An den Plänen für das Rottmann-Gelände, das an den Schemm-Parkplatz angrenzt, schieden sich in Datteln die Geister.

  • Das Vorhaben des Investors Ten Brinke aus dem Jahr 2013/14, auf dem Schemm-Platz für ein Invest von 18 Mio. Euro ein Einkaufszentrum mit 4000 qm Verkaufsfläche zu bauen, spaltete die Stadt. Die Befürworter begrüßten die Pläne, einen großen Kaufland als Ankermieter sowie einen Elektrofachmarkt nach Datteln zu holen. Auf der anderen Seite gründete sich die Bürgerinitiative „Leerstand verhindern“ (heute Initiative Datteln), die den geplanten Einzelhandelsbesatz auf dem Schemm als Todesstoß für den restlichen Handel in der Innenstadt verteufelte. Das änderte sich auch nicht, als Ten Brinke versuchte, mit einem kleineren Edeka statt Kaufland noch Druck aus dem Kessel zu nehmen. Die Initiative war es letztlich auch, die das Vorhaben zu Fall brachte. Sie initiierte 2016 ein Bürgerbegehren, sammelte mehr als 4000 Unterschriften und sorgte schließlich damit für öffentlichen Druck auf den Stadtrat, der letztlich das Projekt beerdigte.

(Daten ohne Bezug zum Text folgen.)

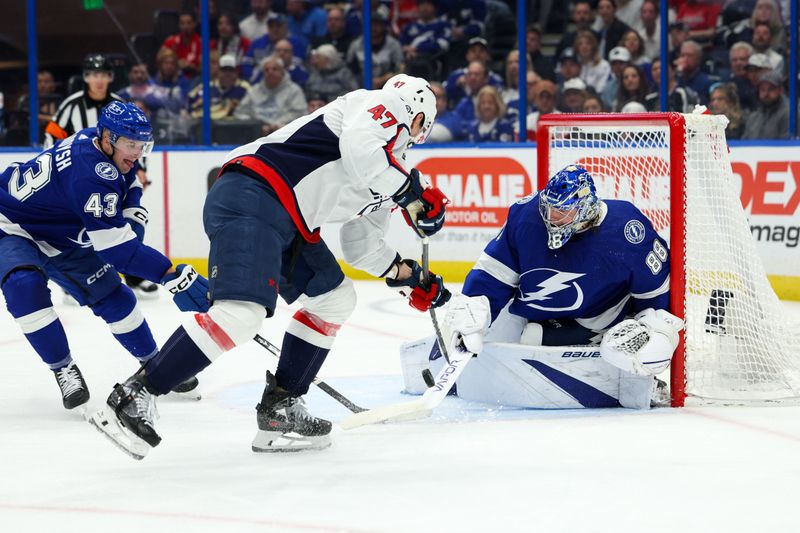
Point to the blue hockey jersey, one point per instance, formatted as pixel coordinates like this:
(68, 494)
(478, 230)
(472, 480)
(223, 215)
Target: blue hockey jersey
(599, 276)
(72, 195)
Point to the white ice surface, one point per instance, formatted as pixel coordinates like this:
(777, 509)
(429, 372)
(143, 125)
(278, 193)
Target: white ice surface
(469, 468)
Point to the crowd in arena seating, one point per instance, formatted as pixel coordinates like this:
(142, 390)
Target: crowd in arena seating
(273, 61)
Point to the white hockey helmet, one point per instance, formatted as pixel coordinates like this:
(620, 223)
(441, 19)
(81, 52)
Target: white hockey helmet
(418, 96)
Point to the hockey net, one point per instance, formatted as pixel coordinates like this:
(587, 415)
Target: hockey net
(738, 346)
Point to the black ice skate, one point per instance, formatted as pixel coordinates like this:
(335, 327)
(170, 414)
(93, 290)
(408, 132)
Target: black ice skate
(284, 424)
(74, 391)
(128, 418)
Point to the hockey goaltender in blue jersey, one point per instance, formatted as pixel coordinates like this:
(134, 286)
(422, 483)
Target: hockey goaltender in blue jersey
(73, 196)
(616, 268)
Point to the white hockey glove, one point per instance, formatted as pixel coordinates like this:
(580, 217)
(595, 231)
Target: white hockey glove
(467, 318)
(642, 346)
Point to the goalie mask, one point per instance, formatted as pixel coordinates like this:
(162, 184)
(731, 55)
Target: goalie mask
(568, 204)
(418, 96)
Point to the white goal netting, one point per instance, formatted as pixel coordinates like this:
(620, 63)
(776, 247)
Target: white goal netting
(739, 345)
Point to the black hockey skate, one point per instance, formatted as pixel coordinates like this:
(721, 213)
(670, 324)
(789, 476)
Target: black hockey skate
(284, 424)
(128, 418)
(74, 391)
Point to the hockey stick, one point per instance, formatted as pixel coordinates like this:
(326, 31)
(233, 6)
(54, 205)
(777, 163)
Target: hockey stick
(419, 408)
(327, 389)
(427, 274)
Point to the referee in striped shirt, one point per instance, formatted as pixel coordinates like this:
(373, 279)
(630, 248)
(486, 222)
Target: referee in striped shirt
(81, 110)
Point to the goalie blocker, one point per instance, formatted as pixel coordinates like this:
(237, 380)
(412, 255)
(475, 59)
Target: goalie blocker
(619, 373)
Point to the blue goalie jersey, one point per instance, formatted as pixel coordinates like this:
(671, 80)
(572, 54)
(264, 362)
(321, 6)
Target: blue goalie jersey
(618, 267)
(73, 195)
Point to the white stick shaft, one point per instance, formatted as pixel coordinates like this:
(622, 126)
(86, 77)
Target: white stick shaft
(420, 407)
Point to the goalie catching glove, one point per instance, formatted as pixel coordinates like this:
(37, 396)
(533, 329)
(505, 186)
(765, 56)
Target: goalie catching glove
(467, 321)
(642, 346)
(423, 295)
(423, 205)
(189, 289)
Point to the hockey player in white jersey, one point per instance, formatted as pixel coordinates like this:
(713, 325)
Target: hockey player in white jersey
(576, 289)
(342, 163)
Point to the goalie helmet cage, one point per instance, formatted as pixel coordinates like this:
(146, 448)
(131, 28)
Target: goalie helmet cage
(737, 346)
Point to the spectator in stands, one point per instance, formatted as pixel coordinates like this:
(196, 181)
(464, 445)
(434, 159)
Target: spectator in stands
(315, 101)
(593, 105)
(306, 19)
(186, 44)
(227, 90)
(512, 106)
(336, 34)
(628, 11)
(608, 27)
(229, 42)
(387, 53)
(511, 90)
(764, 12)
(264, 46)
(689, 73)
(739, 58)
(467, 18)
(255, 25)
(425, 40)
(276, 101)
(329, 76)
(568, 66)
(762, 40)
(294, 67)
(448, 126)
(649, 28)
(542, 64)
(701, 16)
(679, 99)
(595, 70)
(573, 95)
(490, 124)
(141, 87)
(618, 58)
(678, 34)
(545, 99)
(771, 119)
(476, 78)
(724, 100)
(582, 17)
(456, 82)
(48, 100)
(633, 87)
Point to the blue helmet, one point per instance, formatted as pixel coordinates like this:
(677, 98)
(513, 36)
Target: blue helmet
(124, 119)
(571, 192)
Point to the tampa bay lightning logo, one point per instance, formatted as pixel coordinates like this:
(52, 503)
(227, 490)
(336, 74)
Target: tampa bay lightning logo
(106, 170)
(115, 108)
(634, 231)
(558, 291)
(82, 240)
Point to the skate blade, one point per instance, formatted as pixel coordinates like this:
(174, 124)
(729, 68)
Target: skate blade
(123, 439)
(192, 395)
(275, 441)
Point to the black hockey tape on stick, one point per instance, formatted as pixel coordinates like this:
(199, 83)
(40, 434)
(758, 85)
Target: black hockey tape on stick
(324, 387)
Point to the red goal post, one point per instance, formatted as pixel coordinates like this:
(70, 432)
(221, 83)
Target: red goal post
(737, 345)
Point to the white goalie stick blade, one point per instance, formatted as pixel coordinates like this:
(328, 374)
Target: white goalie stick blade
(421, 407)
(106, 423)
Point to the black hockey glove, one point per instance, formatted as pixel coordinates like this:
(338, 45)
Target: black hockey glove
(423, 296)
(423, 205)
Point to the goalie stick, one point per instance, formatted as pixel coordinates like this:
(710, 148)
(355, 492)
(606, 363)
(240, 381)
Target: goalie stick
(421, 407)
(327, 389)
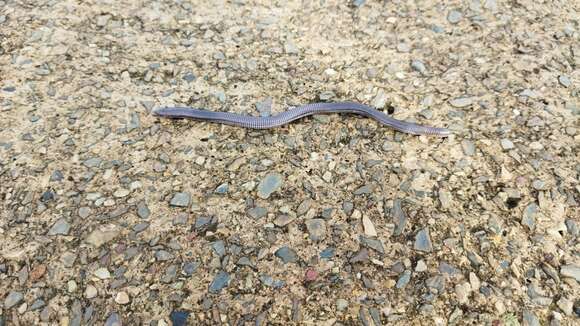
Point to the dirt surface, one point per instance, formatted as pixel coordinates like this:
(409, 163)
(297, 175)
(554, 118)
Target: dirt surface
(112, 216)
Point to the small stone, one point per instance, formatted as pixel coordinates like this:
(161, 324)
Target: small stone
(122, 298)
(564, 81)
(189, 77)
(120, 193)
(327, 253)
(374, 244)
(530, 319)
(454, 16)
(572, 271)
(92, 162)
(60, 227)
(310, 275)
(419, 66)
(445, 198)
(113, 320)
(506, 144)
(423, 241)
(421, 266)
(265, 107)
(287, 255)
(163, 255)
(341, 304)
(403, 47)
(178, 318)
(538, 184)
(12, 299)
(364, 190)
(566, 305)
(462, 291)
(180, 199)
(468, 147)
(290, 48)
(368, 227)
(219, 282)
(103, 235)
(270, 183)
(56, 176)
(257, 212)
(84, 212)
(529, 216)
(222, 189)
(380, 100)
(327, 95)
(282, 220)
(461, 102)
(404, 279)
(90, 292)
(361, 256)
(102, 273)
(399, 217)
(316, 229)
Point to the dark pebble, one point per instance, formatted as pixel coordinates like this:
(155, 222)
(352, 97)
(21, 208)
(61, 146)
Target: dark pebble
(190, 267)
(219, 282)
(287, 255)
(179, 318)
(327, 253)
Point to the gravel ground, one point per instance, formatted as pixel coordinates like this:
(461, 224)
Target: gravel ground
(110, 215)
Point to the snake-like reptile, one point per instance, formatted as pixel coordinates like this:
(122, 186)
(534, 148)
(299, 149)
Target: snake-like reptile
(297, 113)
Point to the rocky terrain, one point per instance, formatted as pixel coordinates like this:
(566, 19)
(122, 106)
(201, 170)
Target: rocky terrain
(111, 216)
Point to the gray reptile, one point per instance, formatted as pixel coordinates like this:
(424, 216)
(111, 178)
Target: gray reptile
(297, 113)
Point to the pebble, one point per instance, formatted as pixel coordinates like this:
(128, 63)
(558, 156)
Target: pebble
(571, 270)
(56, 176)
(190, 267)
(566, 305)
(180, 199)
(84, 212)
(90, 292)
(60, 227)
(423, 241)
(368, 227)
(219, 282)
(257, 212)
(461, 102)
(163, 255)
(113, 320)
(102, 235)
(468, 147)
(341, 304)
(529, 216)
(316, 229)
(418, 66)
(12, 299)
(421, 266)
(506, 144)
(454, 16)
(374, 244)
(326, 95)
(265, 107)
(270, 183)
(403, 280)
(120, 193)
(399, 217)
(178, 318)
(530, 319)
(462, 292)
(564, 81)
(102, 273)
(222, 189)
(287, 255)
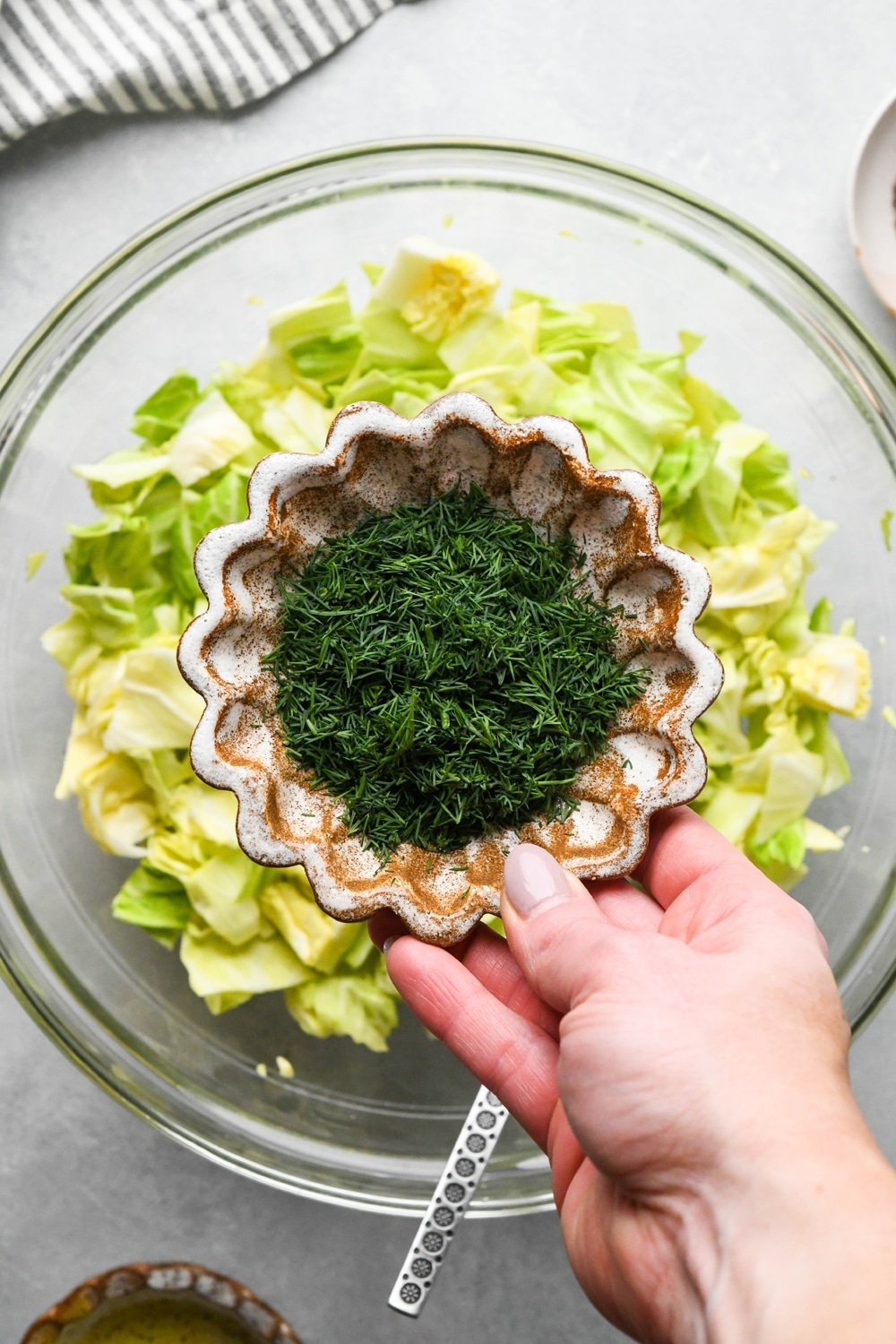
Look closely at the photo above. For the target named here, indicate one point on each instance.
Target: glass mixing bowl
(355, 1128)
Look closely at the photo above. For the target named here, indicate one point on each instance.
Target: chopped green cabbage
(429, 325)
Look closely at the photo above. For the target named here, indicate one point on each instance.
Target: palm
(633, 1053)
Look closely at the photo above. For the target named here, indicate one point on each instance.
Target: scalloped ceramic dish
(180, 1282)
(538, 470)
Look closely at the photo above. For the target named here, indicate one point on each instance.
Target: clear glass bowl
(355, 1128)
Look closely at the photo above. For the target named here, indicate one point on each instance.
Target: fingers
(684, 849)
(556, 930)
(511, 1055)
(487, 957)
(626, 908)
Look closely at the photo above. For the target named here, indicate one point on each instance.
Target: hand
(681, 1058)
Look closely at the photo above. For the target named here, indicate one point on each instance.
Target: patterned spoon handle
(450, 1199)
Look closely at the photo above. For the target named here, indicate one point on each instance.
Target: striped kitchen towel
(58, 56)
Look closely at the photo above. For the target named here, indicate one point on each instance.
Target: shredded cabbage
(429, 325)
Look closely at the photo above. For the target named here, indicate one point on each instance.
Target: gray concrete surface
(758, 107)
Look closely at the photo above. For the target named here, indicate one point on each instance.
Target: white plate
(872, 204)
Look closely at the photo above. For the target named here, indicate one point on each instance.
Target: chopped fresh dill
(443, 671)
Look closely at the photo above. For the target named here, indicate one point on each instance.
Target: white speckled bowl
(182, 1282)
(538, 470)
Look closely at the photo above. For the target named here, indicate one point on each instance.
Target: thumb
(556, 933)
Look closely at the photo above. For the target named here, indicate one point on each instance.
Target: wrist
(806, 1252)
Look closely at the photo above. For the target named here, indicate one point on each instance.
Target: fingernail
(533, 881)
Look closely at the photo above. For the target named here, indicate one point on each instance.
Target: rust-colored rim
(177, 1277)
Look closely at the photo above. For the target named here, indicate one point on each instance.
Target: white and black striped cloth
(58, 56)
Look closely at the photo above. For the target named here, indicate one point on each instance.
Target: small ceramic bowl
(538, 470)
(872, 203)
(96, 1298)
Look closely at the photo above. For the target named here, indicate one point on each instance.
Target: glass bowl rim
(31, 347)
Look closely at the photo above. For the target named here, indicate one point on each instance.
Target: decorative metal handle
(450, 1199)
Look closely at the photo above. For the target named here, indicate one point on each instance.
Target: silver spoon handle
(450, 1199)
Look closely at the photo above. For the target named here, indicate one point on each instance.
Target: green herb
(444, 674)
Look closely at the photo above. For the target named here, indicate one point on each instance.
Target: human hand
(681, 1058)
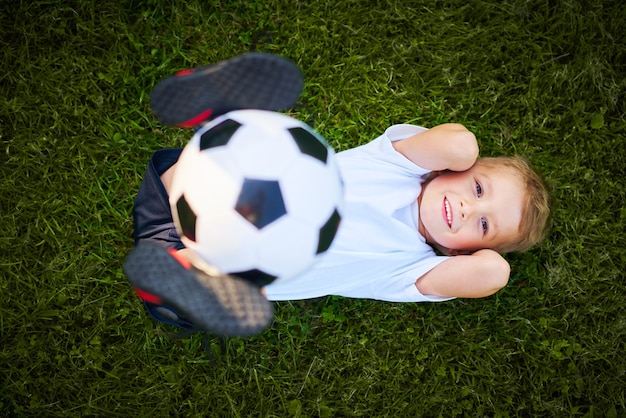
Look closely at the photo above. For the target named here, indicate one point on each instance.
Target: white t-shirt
(378, 252)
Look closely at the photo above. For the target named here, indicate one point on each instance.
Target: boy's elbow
(466, 148)
(500, 271)
(495, 273)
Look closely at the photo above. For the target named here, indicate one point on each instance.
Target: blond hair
(536, 211)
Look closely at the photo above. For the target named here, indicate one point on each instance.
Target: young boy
(409, 193)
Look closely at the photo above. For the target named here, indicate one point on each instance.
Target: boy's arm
(478, 275)
(450, 146)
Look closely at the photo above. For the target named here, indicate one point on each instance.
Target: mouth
(447, 212)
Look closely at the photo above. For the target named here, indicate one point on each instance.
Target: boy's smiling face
(463, 212)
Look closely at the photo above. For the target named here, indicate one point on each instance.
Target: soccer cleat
(254, 80)
(221, 304)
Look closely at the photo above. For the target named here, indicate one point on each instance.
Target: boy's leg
(220, 304)
(250, 81)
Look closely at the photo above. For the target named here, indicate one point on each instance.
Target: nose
(467, 209)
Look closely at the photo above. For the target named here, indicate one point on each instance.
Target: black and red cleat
(221, 304)
(254, 80)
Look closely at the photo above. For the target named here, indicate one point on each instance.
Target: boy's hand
(478, 275)
(450, 146)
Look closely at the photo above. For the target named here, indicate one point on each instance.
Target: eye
(479, 189)
(485, 226)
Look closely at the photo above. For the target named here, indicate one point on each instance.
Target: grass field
(545, 79)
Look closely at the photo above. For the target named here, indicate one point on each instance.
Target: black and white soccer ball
(257, 194)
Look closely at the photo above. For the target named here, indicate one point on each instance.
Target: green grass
(545, 79)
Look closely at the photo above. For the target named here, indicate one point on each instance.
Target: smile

  • 2017 trat dann das Unternehmen Vermcon auf den Plan, um den unansehnlichen Schandfleck am Schemm zu beseitigen. In dem Gebäudekomplex samt Tiefgarage sollte hochwertiger, innenstadtnaher Wohnraum in Kombination mit Arztpraxen und Pflegedienst entstehen. Noch im Frühjahr 2019 stand dieses Bauvorhaben auf dem Plan. Dann meldete sich das Unternehmen nicht mehr bei der Stadtverwaltung und meldete im Herbst Insolvenz an. Die Stadtplaner im Dattelner Rathaus standen wieder bei Null.